46 So. 649 | La. | 1908
This is a suit to recover damages for the death of the plaintiff's husband, who was killed by a backing locomotive and tender on defendant’s logging tramway. •
The case was tried before the district judge, who rendered judgment in favor of the plaintiff for the sum of $1,000. . Defendant has appealed.
The petition alleges that plaintiff’s husband, while walking along the track of the defendant road, was run over by an engine and tender in charge of defendant’s employes and was thereby fatally injured.
The negligence charged in the petition consists in the absence of a lookout on the rear end of the tender and a failure to sound the whistle, ring the bell, or otherwise give warning of the approach of the locomotive and tender. The petition alleges that the place of the accident was on a- part of the line continually traveled by pedestrians with the acquiescence of the defendant company, and that the want of a sufficient lookout on the approaching train backing along the track was in wanton and reckless disregard of human life.
The defense is a general denial, coupled with the averment that the death of Sutton was caused by his own fault, and in the alternative the defendant pleads contributory negligence.

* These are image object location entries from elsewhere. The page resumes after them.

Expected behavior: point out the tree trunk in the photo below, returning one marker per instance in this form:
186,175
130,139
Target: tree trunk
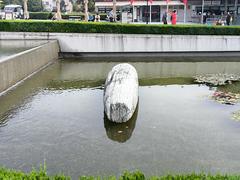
25,14
58,14
114,10
121,93
86,10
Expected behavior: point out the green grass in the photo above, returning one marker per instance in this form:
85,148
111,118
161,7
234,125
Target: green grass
41,174
115,28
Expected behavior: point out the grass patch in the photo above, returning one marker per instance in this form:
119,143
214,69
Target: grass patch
41,174
115,28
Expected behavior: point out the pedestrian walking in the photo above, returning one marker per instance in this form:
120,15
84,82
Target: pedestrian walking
174,17
228,18
164,18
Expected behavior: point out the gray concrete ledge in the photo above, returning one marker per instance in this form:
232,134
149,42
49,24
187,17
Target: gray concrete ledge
156,56
19,66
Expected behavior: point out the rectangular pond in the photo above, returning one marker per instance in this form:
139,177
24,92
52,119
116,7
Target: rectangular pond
57,117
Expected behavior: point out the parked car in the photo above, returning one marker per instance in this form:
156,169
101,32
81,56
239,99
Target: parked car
13,11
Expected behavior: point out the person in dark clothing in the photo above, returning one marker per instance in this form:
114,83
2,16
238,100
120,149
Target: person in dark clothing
228,18
164,18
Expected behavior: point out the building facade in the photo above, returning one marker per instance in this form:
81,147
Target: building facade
142,11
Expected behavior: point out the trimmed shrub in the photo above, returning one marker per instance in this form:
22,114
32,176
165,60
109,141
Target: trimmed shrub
117,28
40,15
66,16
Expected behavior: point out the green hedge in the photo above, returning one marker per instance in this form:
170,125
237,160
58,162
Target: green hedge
6,174
118,28
40,15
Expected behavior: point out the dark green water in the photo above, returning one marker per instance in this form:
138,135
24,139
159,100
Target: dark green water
11,47
57,117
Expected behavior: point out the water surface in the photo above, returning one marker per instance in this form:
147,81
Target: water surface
57,117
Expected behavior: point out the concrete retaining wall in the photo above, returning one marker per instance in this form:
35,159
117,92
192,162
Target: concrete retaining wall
87,43
19,66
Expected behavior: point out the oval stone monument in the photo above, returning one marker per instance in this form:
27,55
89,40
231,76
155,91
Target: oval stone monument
121,93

The record does not contain the reasons on which the judgment was predicated. Hence we do not know what ultimate facts were found by the judge a quo. A perusal of the record shows that the main controverted issue of fact was whether at the time of the accident the deceased was walking along the track, as alleged in the petition, or had come upon the track immediately in front of the moving locomotive and tender. The direct evidence in the record supports the latter theory. Mrs. Roark, the only witness testifying to all the surrounding facts and circumstances, swore that Sutton, an old and feeble man, accompanied by his grandson, about six years of age, were walking by the side of the track, and suddenly turned and attempted to cross immediately in front of the backing locomotive and tender. This witness undoubtedly saw the accident, and her testimony is direct, positive, and circumstantial. On this particular issue it is confirmed in part by the testimony of Thomas, the manager of defendant, who was in the cab of the locomotive at the time. Thomas testified that he was temporarily occupying the seat of the fireman, who was engaged in firing up, and that, looking through the window, he saw a small boy step on the track about
We do not think that the testimony adduced in behalf of the plaintiff contradicts that given by Mrs. Roark and Thomas. The latter was connected by affinity with the deceased, and he seems to have testified with frankness • and candor. The track was laid on the ground, had never been filled in, and afforded rough walking for an old and feeble man. There was better walking on the side, and it does not seem probable that the old man elected to walk on or over the irregularly laid ties. Be that as it may, we do not see how the direct and positive evidence in the case can be disregarded without some good reason. There is nothing improbable in the testimony to the effect that the old man, infirm and somewhat deaf, attempted to cross the track in front of the moving locomotive and tender. According to the testimony of Mrs. Roark, the child saw the danger and attempted to escape, but did not quite clear the tender.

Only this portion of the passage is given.